Sorkin’s Zuckerberg does the things that he does because he only cares about status, about money, about not being invited to the right Harvard clubs. He wants to win more than he wants to have actual friends.
Miles Dyson, the inadvertent architect of the Terminators, is not like that. He’s a family guy. He wants to make the world better and safer:
Imagine a jetline with a pilot that never makes a mistake, never gets tired, never shows up to work with a hangover. Meet the pilot.
The absolutely pivotal scene of the movie is where Sarah Connor shows up at Dyson’s house ready to kill him. She knows that Dyson’s work leads to the creation of Skynet, to Judgement Day, to the deaths of billions of people. She knows that killing him can stop all this - and yet when she gets inside and sees him and his family, she can’t do it. That’s the difference between human and machine. The T-1000 can never be stopped or diverted, but for all her planning and preparation, Connor is different.
So if there’s a deep message from Terminator 2 in 2025, I think it’s this. We could all be Miles Dyson. None of us get a handy moment of clarity where an enormous Austrian robot shows up at night like something out of A Christmas Carol:
Dyson listened while the Terminator laid it all down. Skynet. Judgment Day... the history of things to come. It's not every day you find out you're responsible for 3 billion deaths. He took it pretty well, considering...

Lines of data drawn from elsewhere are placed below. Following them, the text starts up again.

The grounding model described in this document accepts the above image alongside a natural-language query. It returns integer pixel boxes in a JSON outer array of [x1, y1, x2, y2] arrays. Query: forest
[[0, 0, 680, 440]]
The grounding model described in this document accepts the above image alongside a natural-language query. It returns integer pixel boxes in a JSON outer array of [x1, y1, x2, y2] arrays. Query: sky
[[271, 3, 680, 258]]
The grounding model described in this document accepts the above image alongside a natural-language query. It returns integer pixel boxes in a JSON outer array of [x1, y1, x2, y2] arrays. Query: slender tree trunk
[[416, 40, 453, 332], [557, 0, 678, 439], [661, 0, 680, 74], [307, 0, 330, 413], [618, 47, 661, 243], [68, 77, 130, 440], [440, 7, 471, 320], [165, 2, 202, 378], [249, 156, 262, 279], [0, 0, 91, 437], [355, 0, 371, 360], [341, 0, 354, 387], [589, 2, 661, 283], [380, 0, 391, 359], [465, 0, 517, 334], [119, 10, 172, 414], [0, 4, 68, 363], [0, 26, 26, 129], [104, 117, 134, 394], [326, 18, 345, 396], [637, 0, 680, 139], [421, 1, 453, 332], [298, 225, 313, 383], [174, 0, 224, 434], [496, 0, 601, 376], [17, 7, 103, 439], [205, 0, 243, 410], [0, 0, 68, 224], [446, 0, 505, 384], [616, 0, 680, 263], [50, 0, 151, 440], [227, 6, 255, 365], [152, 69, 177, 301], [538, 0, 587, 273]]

It’s really up to us. We all have to navigate the world, make the best choices we can, but never knowing for sure what we do is going to lead to. Maybe by not acting like Sorkin’s Zuckerberg we can improve the odds, but because we don’t have a convenient time loop to tell us where the things that we do will go, we all just have to do our best.
And if that isn’t at least as scary as an implacable liquid metal cyborg on our trail, then I don’t know what is.
If Skynet is developed using technology from the original bad 2029 Terminator, how was the original bad Terminator developed if Skynet was never built? I can’t decide if this is a problem or not. But it’s a good example of T2 being more interesting than your average popcorn movie.
I know we’re all currently worrying about tech but the development of the atomic bomb - and particularly the increasing desperation of the physicists who were trying to stop it - is such a powerful fable about all of this. And I still don’t know what the answer is, in terms of the human urge to develop new capacities via tech. Can that really be stopped? Once a potential has become evident to more than one person, isn’t the development pretty much guaranteed (so long as there’s some utility or profit at the end of it)?
I’ve often thought that about T2 effects, and why the constraints (and knowledge of those constraints) made for much better work than later ‘let’s just hammer this with CG’ approaches. Reminds me as well of that Michael Lewis story about the best coders in finance being the ones who grew up with limited computer access, so could only run punchcards once.